同样一份无压缩的音频（wav文件）转换为flac、alac、ape（位深度、采样率不变的情况下，使用正常的编解码程序例如ffmpeg），压缩后虽然形态各异，但最终解码成原始PCM音频数据后都是一样的（基于DSD的音频文件除外），而音乐播放器软件最终发送到音频播放设备的也正是原始的PCM音频数据，所以说只要编解码的软件不出岔子，理论上讲这么转换后听到的声音是一样的。所以如果可能的话，无损编码时选择较高的压缩率有利于减少文件大小节省空间。

格式和算法的选择上，个人觉得flac还是最优的，首先是开源和通用性，这点不用多说，好像连单片机都有编解码的库，还有就是校验上不仅有帧内的CRC，还有对整段编码前的原始PCM音频数据进行的MD5校验（MediaInfo显示的【MD5 of the unencoded content】就是），能够判断音频是否损坏或篡改，而且容错率高，即便坏了一部分也能放（不像ape那样一有损坏就放不了了），此外还支持流特性（比如直播、实时传输）和快速定位表（seektable），总之十分科学和强大。有人可能会说flac的压缩率可能不太行，但经过我前段时间与ape的对比测试发现，同样采用最大压缩率（flac --best／mac -c5000（Insane）），ape只有在CD音质的规格下稍微有点领先，一旦规格上到24bit／48kHz及以上时，flac的表现基本持平甚至有时能反超ape，且flac的解码速度比ape快得多，同一份文件，flac嗖的一下就解码好了，而ape要多等好几秒，这么一对比该选哪个一目了然。

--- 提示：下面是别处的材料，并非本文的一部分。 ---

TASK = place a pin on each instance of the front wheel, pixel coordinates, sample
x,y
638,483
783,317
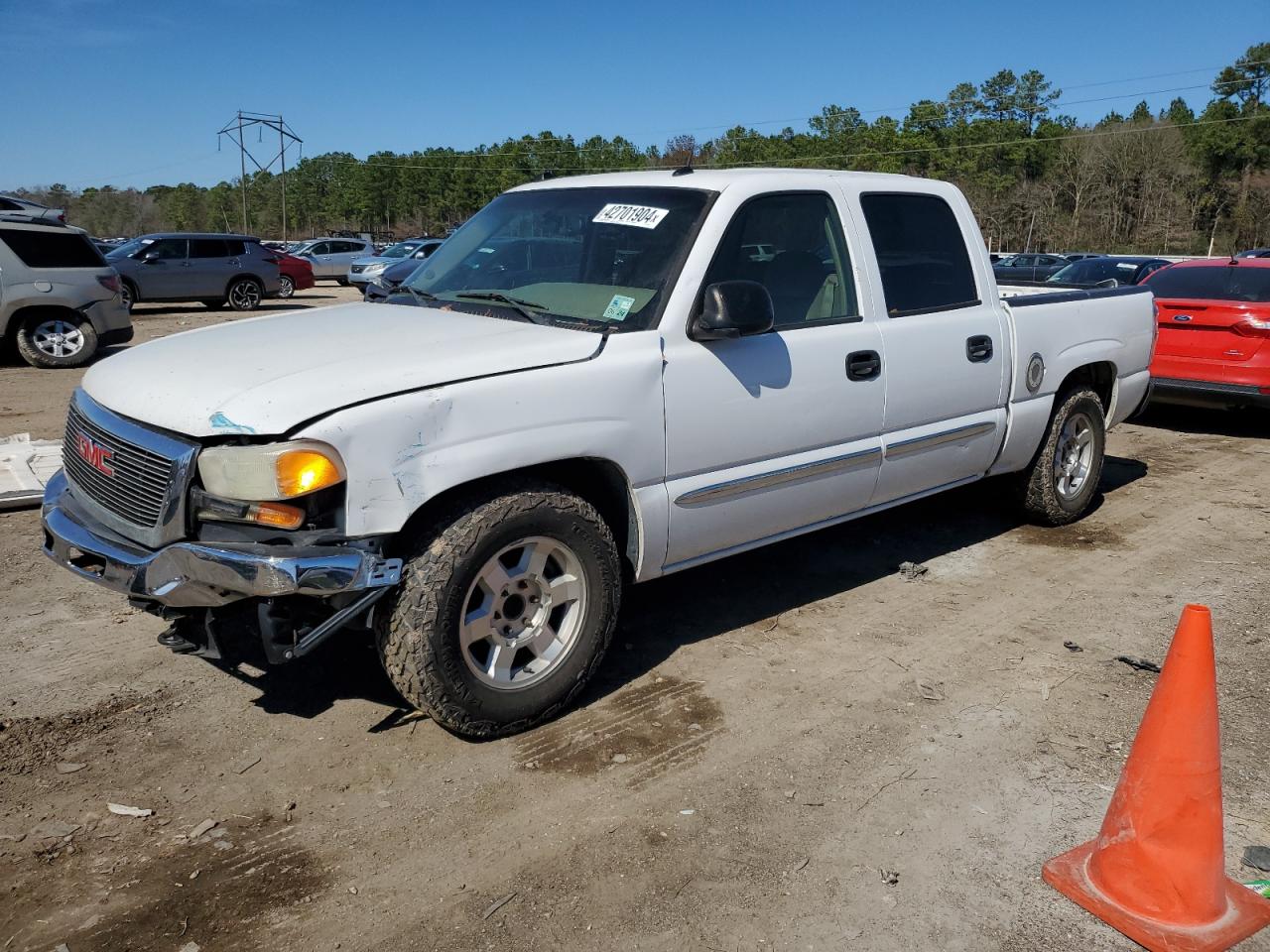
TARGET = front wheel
x,y
245,295
1064,479
504,611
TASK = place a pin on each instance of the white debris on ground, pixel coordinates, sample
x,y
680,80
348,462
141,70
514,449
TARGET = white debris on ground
x,y
26,467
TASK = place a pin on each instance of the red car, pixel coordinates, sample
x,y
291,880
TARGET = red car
x,y
294,275
1214,333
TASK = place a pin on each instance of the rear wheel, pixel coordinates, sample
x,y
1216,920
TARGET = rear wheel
x,y
245,295
55,340
506,610
1064,479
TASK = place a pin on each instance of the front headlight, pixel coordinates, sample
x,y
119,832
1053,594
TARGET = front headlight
x,y
272,471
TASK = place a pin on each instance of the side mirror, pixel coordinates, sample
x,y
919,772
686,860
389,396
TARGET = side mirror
x,y
734,308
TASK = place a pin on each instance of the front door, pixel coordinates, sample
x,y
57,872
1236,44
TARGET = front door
x,y
778,431
947,350
164,270
324,264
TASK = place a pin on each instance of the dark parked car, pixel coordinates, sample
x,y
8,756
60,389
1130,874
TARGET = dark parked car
x,y
189,267
1028,267
391,277
1123,270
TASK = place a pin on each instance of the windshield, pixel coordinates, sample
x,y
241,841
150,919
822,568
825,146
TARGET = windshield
x,y
603,257
130,248
1214,284
402,249
1091,271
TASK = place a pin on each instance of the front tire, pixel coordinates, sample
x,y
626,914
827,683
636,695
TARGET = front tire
x,y
56,340
504,611
1064,479
245,295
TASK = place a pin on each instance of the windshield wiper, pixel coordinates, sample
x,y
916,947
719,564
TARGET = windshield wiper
x,y
516,303
421,298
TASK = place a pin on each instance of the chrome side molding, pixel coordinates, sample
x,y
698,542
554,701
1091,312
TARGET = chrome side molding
x,y
720,492
919,444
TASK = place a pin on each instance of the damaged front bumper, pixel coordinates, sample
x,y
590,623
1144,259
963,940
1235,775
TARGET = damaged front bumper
x,y
202,575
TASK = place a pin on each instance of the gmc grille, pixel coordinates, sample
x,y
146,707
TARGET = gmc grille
x,y
141,481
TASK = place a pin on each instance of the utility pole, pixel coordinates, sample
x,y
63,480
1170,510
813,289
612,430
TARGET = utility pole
x,y
286,139
243,171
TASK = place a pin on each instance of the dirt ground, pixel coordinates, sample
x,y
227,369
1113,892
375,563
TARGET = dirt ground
x,y
792,749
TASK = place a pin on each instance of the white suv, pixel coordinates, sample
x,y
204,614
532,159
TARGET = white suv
x,y
59,298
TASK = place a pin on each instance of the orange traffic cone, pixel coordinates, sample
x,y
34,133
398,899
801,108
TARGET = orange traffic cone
x,y
1156,870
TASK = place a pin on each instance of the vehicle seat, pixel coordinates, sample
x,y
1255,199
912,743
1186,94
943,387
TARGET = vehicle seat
x,y
795,280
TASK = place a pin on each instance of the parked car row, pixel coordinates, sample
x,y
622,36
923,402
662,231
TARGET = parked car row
x,y
1076,268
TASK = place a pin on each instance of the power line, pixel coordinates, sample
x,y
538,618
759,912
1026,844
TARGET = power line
x,y
725,164
570,148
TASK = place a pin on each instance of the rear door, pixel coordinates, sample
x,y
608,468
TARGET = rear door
x,y
945,345
321,259
163,270
208,268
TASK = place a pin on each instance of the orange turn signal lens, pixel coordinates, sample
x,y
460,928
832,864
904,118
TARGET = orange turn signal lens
x,y
277,515
302,471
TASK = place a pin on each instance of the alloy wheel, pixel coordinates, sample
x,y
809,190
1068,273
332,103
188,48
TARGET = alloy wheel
x,y
58,338
524,613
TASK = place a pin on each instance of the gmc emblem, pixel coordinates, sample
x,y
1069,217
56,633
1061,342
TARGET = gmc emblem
x,y
94,454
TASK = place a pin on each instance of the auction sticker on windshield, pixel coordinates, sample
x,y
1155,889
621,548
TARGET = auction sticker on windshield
x,y
639,216
619,307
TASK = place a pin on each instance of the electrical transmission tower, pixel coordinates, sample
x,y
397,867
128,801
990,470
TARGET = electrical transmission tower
x,y
234,130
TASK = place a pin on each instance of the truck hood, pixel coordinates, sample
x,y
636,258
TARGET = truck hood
x,y
267,375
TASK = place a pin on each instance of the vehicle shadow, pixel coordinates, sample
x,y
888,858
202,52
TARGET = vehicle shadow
x,y
662,616
1248,422
143,309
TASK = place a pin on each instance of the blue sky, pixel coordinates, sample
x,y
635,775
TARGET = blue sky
x,y
132,93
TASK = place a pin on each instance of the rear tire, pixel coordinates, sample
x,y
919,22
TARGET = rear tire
x,y
56,340
245,295
1064,479
504,612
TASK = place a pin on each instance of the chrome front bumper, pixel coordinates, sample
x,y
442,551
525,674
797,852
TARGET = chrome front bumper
x,y
200,575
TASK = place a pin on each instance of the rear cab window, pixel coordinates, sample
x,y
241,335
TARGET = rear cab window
x,y
48,248
921,253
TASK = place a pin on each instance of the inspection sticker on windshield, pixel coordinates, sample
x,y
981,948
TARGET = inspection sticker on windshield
x,y
639,216
619,307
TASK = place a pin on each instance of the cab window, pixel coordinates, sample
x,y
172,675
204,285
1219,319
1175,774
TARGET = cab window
x,y
921,253
793,245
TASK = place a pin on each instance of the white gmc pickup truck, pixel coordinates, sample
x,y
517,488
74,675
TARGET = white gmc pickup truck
x,y
595,381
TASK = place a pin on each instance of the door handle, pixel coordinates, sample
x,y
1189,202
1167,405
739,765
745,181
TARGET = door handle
x,y
978,348
864,365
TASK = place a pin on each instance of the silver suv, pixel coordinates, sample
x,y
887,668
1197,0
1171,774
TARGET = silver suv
x,y
193,267
331,258
59,298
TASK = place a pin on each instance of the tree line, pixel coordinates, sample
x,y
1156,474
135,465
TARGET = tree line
x,y
1178,181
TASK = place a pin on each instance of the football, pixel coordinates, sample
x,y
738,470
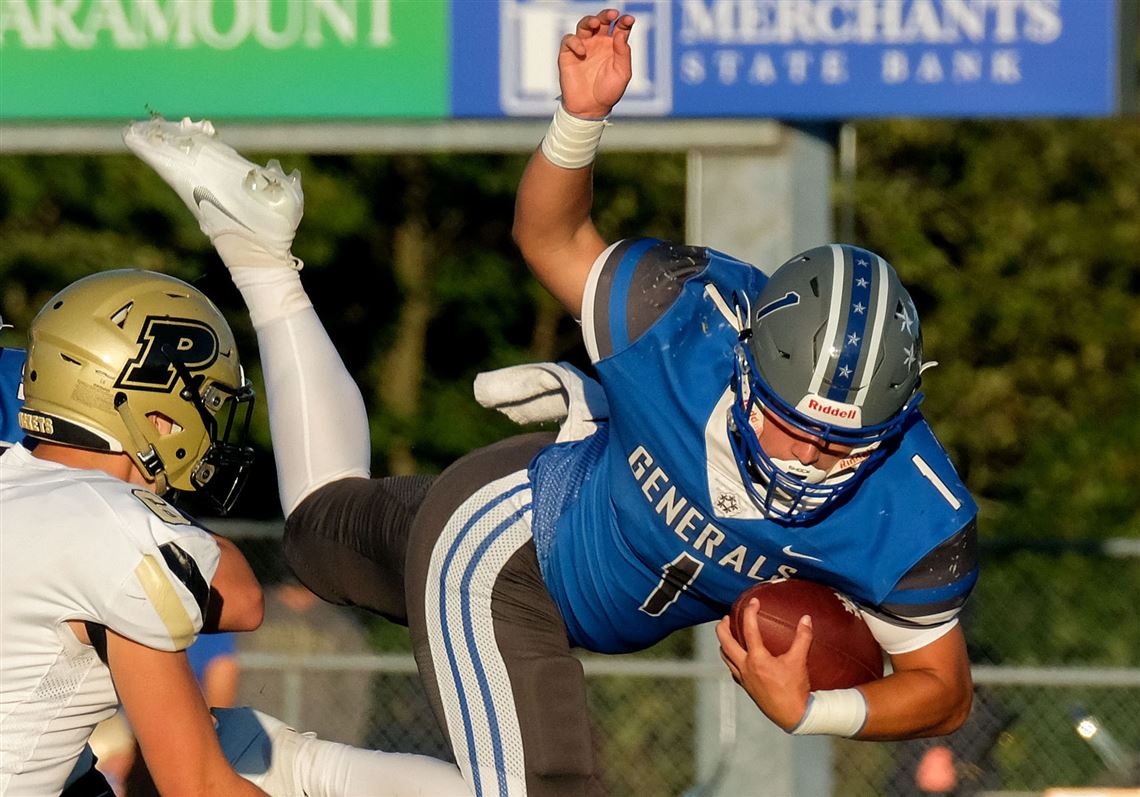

能知道flac的优势在哪也是因为我对它的特性比较熟悉，甚至研究过它的标准文件（RFC 9639）。其他的格式比如tak、alac我也了解过，下载过官方的编解码的命令行程序，看过一些里面的说明，发现这些格式能处理的音频规格范围（采样率、位深度）大都比flac要窄，alac、ape的这个范围虽然和flac基本一致，不过还是相对小众了些，alac苹果专用，也是最近几年才开源，ape要不是这次专门研究的话，基本已经淡出视野了。flac应该也是应用最广泛的。

以上算是一些科普，了解了这些，就很容易明白为什么选flac，也能放心转换无损格式的音频了。

研究这个【flac、wav文件无损压缩瘦身工具】也是最近在mora自购了3张专辑，发现用flac --best将mora原先零压缩的flac文件压缩后，原先总共2.17GiB的文件压缩到了1.53GiB，省了接近600MiB，也算是相当可观了，自己也很清楚这么操作完全不会对最终解码播放出的原始PCM音频数据产生任何改动，当然后续分享的时候还是要按照版规以原文件的形式分享出去，所以就在想能不能做个批量无损压缩工具出来分享给各位，虽然说动手能力强的朋友直接命令行批处理就完事了，不过我这里还研究了如何预分配文件空间减少碎片的方法（【Python】Windows上创建文件时进行空间预分配，使之具有连续非碎片化空间的正确方法），而且知道虽然flac.exe能处理wav文件，但是原wav文件有图片封面或metadata文字标签的话（有“ID3”块），输出的flac文件播放器和mediainfo里是看不到这些的，虽然说用ffmpeg就能把这些转移过来，但是ffmpeg没有flac.exe的“-0(--fast)”～“-8(--best)”的预设来得方便，尤其是flac.exe的“--best”能最大化压缩率而ffmpeg就很难实现（ffmpeg帮助里的编码选项和参数连我都看晕了），想着能不能整合这些实用的特征，于是研究了这个“flac、wav文件无损压缩瘦身工具”。

除了这个工具以外，还有之前研究的音频转wav、ape的工具，都在下面的百度云里有python脚本：
https://pan.baidu.com/s/15UlvYMQouQcNptXas1Ns6Q?pwd=0000

双击这些脚本即可看到帮助，运行环境Python3.8及以上（因为脚本所调用的外部工具ffmpeg的原因，不太能找到新的32位版本，所以建议至少win7_64位）。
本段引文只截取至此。